"Il bruco (2017)". Foto di Aldo Ettore Quagliozzi

"Il bruco (2017)". Foto di Aldo Ettore Quagliozzi
"Il bruco" (2017). Nikon Coolpix P900. Foto macro. Stato larvale della falena diurna "Macroglossum stellatarum" volgarmente detta "sfinge colibrì".

venerdì 31 gennaio 2025

Uominiedio. 56 Pier Paolo Pasolini: «Anch’io sono caduto da cavallo come Paolo, ma un piede è rimasto nella staffa e così continuo a battere la testa qua e là!».


(…). Intendiamoci, perfino san Francesco, mosso dal suo ardente amore per il corpo e il sangue di Cristo, aveva detto ai suoi frati di celebrare il culto divino in vasi preziosi: unico caso in cui potevano venire in contatto con oro e gemme. Ma lo faceva sapendo di parlare a persone che avevano lasciato tutto per vivere in povertà, lontani dal potere e dediti a soccorrere i poveri. E la storia dell'oreficeria sacra è una lunga storia d'amore, che conosce pagine artisticamente altissime. Ma nelle opere inviate in Terrasanta lungo l'età moderna, non c'è traccia di amore: solo del lusso dei sanguinari potenti che dominavano il mondo, e che speravano di lavarsi l'anima dedicando a Dio una parte infima delle enormi ricchezze di cui si appropriavano con violenze inenarrabili. Un lusso sfacciato: mostruoso. Prendiamo
(la) lampada donata da Giovanni V del Portogallo a metà Settecento. È d'oro massiccio, proveniente dalle miniere brasiliane. Se ci chiediamo chi estrasse quell'oro, destinato a finire dall'altra parte del mondo, a Gerusalemme, la risposta è: schiavi. Cinque milioni di persone furono strappate dai loro villaggi africani per essere deportate in Brasile, tra il 1500 e il 1800: nel Paese che fu l'ultimo ad abolire la schiavitù, nel 1888. Guardando lo splendore di quell'oro, pensate alla tragedia di quelle vite, consumate nella privazione della libertà, e nella più estrema povertà. E poi leggete queste parole, che sembrano pensate proprio per questa lampada, e che in realtà sono state scritte mille e quattrocento anni prima, da san Giovanni Crisostomo: «Che vantaggio può avere Cristo se la mensa del sacrificio è piena di vasi d'oro, mentre poi muore di fame nella persona del povero?
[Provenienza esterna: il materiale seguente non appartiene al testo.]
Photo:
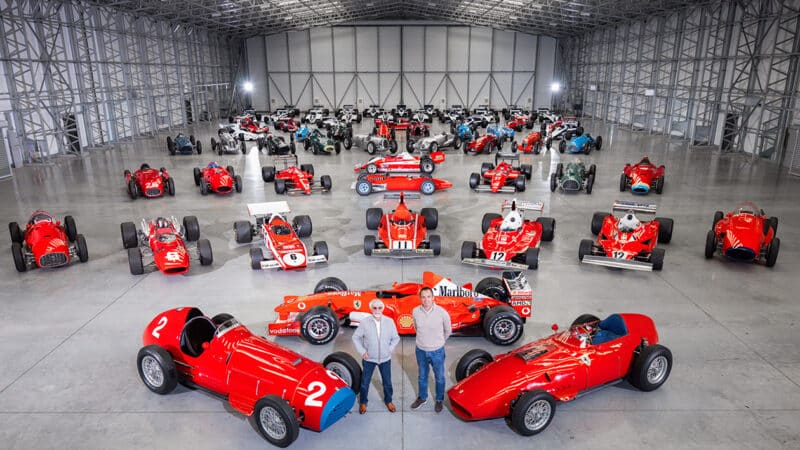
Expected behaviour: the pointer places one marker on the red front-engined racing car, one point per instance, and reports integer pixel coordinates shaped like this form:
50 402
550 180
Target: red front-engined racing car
497 307
525 384
277 388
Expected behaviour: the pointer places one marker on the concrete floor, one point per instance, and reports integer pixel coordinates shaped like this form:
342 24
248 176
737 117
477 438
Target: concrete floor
70 336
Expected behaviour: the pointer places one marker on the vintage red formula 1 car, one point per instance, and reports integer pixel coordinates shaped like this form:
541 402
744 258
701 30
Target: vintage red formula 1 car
510 242
497 307
294 179
402 163
368 183
281 238
221 356
166 244
402 233
214 178
149 183
627 242
525 384
502 176
641 177
744 234
46 242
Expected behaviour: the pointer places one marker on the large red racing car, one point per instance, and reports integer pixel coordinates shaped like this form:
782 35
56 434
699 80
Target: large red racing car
510 242
525 384
277 388
744 234
625 241
46 242
498 307
402 233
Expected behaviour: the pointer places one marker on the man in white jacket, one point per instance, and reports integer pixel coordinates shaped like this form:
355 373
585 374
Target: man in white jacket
375 340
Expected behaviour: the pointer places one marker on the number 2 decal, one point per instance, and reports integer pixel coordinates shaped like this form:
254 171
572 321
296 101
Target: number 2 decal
316 389
162 322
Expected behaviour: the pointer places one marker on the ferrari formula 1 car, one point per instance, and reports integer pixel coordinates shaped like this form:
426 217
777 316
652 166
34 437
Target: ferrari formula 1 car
402 233
46 242
744 234
281 238
627 242
510 242
168 245
221 356
149 183
214 178
294 179
185 145
573 178
402 163
525 384
496 306
641 177
368 183
502 176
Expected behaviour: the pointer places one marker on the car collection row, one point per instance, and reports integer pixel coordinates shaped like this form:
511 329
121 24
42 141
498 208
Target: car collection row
220 355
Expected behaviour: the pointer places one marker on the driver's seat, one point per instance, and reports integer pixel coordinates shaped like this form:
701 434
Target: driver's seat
196 332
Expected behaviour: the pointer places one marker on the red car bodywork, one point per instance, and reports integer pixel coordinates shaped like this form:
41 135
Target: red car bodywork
225 358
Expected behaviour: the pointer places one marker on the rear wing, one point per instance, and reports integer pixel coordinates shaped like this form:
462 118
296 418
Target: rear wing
634 206
268 208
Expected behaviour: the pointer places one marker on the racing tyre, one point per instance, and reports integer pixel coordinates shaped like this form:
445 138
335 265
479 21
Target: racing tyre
319 325
502 325
664 229
597 222
302 226
651 368
431 216
243 232
157 369
192 228
346 367
493 287
532 412
204 251
135 261
130 238
268 174
471 362
486 222
276 421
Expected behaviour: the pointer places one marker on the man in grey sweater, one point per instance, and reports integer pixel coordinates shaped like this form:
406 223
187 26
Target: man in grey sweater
375 339
432 324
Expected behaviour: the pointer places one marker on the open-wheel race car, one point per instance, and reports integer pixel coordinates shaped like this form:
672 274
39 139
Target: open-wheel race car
280 237
294 178
744 234
45 242
221 356
402 163
626 242
402 233
642 177
510 241
185 145
497 307
148 182
165 244
368 183
217 179
573 177
525 384
502 176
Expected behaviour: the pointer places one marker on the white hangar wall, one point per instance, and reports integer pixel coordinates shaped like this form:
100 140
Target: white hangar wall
412 64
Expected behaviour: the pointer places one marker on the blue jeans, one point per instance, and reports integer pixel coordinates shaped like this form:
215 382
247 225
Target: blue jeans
386 378
436 359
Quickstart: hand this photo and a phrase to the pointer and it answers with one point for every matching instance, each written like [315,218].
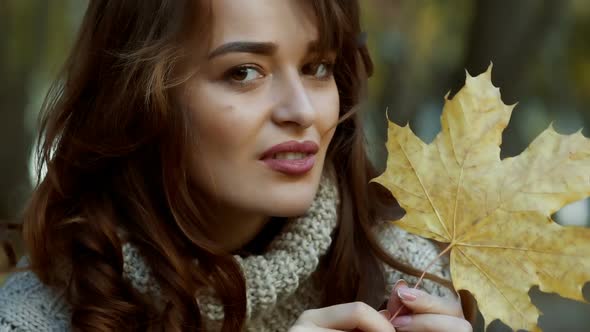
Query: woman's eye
[244,74]
[320,70]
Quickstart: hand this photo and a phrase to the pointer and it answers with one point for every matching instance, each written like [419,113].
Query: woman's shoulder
[26,304]
[415,251]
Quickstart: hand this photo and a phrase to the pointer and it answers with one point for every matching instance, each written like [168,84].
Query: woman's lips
[291,166]
[280,157]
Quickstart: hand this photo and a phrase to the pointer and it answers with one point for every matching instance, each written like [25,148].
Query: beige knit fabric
[279,282]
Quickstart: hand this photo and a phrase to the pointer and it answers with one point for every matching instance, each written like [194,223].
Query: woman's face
[263,109]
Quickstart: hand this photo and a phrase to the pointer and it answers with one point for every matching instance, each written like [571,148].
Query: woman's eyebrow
[263,48]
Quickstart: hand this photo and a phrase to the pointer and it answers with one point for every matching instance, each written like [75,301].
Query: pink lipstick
[292,157]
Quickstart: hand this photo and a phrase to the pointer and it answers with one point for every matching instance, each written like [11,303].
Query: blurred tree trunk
[22,30]
[511,34]
[23,27]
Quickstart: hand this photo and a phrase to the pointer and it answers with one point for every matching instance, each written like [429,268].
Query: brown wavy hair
[116,150]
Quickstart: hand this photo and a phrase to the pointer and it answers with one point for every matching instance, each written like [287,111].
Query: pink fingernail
[407,294]
[402,321]
[385,313]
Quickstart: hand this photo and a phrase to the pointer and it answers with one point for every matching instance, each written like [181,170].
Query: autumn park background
[540,50]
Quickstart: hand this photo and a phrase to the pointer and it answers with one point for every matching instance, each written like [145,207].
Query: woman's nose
[294,105]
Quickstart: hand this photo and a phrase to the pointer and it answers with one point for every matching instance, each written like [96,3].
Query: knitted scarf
[291,258]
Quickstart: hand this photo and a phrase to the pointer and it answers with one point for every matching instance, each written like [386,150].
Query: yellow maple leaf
[495,214]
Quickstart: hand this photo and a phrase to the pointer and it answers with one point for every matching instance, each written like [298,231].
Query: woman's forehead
[285,22]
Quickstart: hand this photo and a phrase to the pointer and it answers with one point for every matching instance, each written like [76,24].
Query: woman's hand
[423,312]
[356,316]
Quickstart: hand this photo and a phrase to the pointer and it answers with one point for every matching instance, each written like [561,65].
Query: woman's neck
[232,233]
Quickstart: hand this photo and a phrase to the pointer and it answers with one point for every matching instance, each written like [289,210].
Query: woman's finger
[347,316]
[431,323]
[420,302]
[395,303]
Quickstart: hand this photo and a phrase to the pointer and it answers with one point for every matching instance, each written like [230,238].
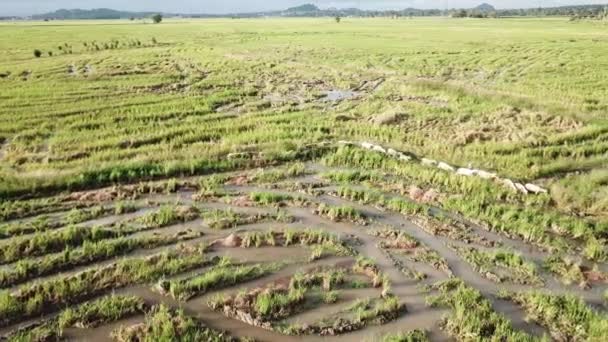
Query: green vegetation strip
[88,315]
[89,252]
[567,317]
[36,299]
[163,324]
[472,317]
[511,267]
[222,275]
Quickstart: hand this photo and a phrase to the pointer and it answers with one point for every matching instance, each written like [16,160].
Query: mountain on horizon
[485,7]
[304,8]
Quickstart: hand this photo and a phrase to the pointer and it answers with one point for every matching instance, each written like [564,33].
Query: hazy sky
[25,7]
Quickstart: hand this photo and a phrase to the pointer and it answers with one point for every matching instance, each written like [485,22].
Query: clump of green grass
[52,241]
[163,324]
[500,265]
[89,252]
[472,316]
[38,298]
[567,317]
[568,271]
[269,198]
[341,213]
[351,176]
[168,215]
[271,304]
[362,196]
[123,207]
[331,297]
[88,315]
[226,219]
[279,174]
[107,309]
[223,275]
[360,314]
[411,336]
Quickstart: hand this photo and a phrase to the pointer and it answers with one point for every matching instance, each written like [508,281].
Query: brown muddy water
[296,258]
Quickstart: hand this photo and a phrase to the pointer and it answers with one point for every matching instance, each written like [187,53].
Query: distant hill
[303,8]
[98,13]
[309,10]
[485,7]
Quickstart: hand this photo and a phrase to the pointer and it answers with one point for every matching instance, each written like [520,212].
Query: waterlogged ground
[279,180]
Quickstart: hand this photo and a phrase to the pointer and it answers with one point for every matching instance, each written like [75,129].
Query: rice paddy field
[304,180]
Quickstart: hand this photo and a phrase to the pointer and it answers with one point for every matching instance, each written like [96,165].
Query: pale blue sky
[25,7]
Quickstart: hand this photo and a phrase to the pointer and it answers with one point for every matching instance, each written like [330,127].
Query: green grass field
[273,102]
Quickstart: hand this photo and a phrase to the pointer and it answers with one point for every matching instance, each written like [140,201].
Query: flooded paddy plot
[304,180]
[256,261]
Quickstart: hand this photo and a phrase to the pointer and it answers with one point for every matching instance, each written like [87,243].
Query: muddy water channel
[234,227]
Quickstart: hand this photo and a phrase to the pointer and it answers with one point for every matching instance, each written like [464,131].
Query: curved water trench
[418,315]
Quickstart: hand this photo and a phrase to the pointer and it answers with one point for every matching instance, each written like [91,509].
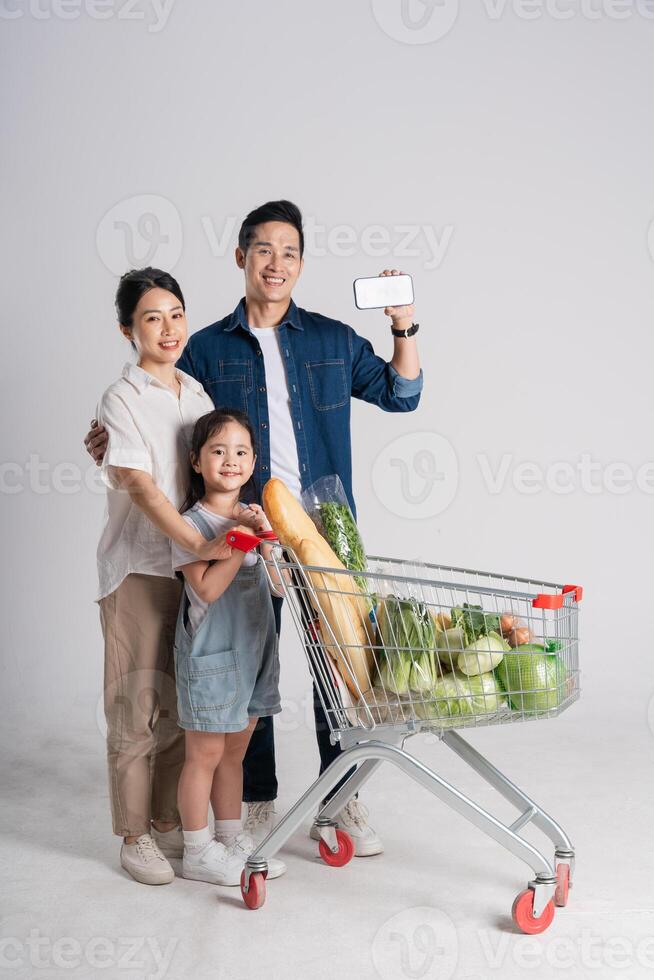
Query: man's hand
[402,316]
[96,440]
[253,516]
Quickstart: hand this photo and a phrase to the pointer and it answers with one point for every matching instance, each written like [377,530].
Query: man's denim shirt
[327,363]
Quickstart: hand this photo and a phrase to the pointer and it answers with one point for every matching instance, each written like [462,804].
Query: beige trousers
[145,747]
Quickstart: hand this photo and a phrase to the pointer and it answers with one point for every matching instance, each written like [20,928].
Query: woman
[149,412]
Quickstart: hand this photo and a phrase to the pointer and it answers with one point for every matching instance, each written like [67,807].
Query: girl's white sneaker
[213,863]
[145,863]
[243,845]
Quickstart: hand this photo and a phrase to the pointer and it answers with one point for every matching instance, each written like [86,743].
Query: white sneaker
[353,818]
[243,845]
[145,862]
[213,863]
[260,819]
[170,842]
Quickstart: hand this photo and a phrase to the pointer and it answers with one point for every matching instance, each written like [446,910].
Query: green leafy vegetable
[474,622]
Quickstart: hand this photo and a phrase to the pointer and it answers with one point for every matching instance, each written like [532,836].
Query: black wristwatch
[409,332]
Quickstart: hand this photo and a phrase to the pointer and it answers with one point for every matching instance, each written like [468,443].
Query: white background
[522,140]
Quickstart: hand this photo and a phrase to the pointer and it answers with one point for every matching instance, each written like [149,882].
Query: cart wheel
[523,914]
[344,853]
[563,884]
[255,896]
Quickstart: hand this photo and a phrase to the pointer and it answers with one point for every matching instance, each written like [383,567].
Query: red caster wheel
[523,914]
[255,896]
[563,884]
[344,853]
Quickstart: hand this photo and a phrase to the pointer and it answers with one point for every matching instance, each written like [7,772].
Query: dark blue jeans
[259,774]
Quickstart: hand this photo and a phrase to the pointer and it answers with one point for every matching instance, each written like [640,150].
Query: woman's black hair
[135,284]
[206,427]
[271,211]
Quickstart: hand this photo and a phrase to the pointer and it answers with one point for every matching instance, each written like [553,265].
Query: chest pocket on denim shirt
[232,385]
[328,384]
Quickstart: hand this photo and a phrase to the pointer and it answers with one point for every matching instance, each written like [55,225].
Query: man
[294,373]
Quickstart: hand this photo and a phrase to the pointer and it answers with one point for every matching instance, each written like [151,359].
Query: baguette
[343,617]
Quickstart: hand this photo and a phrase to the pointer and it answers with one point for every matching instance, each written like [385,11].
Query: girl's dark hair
[134,284]
[271,211]
[206,427]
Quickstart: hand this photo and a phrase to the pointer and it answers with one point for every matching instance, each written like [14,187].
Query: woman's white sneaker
[213,863]
[353,819]
[145,863]
[243,845]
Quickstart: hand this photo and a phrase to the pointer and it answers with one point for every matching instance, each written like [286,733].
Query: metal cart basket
[408,647]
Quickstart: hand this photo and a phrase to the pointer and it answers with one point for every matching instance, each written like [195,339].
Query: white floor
[436,904]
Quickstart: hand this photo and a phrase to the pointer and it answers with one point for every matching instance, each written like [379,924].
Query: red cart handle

Prima sazia l'affamato, e solo in seguito orna l'altare con quello che rimane... Pensa la stessa cosa di Cristo, quando va errante e pellegrino, bisognoso di un tetto. Tu rifiuti di accoglierlo nel pellegrino e adorni invece il pavimento, le pareti, le colonne e i muri dell'edificio sacro. Attacchi catene d'argento alle lampade, ma non vai a visitarlo quando lui è incatenato in carcere... Nessuno è mai stato condannato per non aver cooperato ad abbellire il tempio, ma chi trascura il povero è destinato alla geenna, al fuoco inestinguibile e al supplizio con i demoni». Amen. (Tratto da “Quei doni grondano sangue” di Tomaso Montanari pubblicato sul settimanale “il Venerdì di Repubblica” del 24 di gennaio 2025).

mercoledì 29 gennaio 2025

Lavitadeglialtri. 71 Destini.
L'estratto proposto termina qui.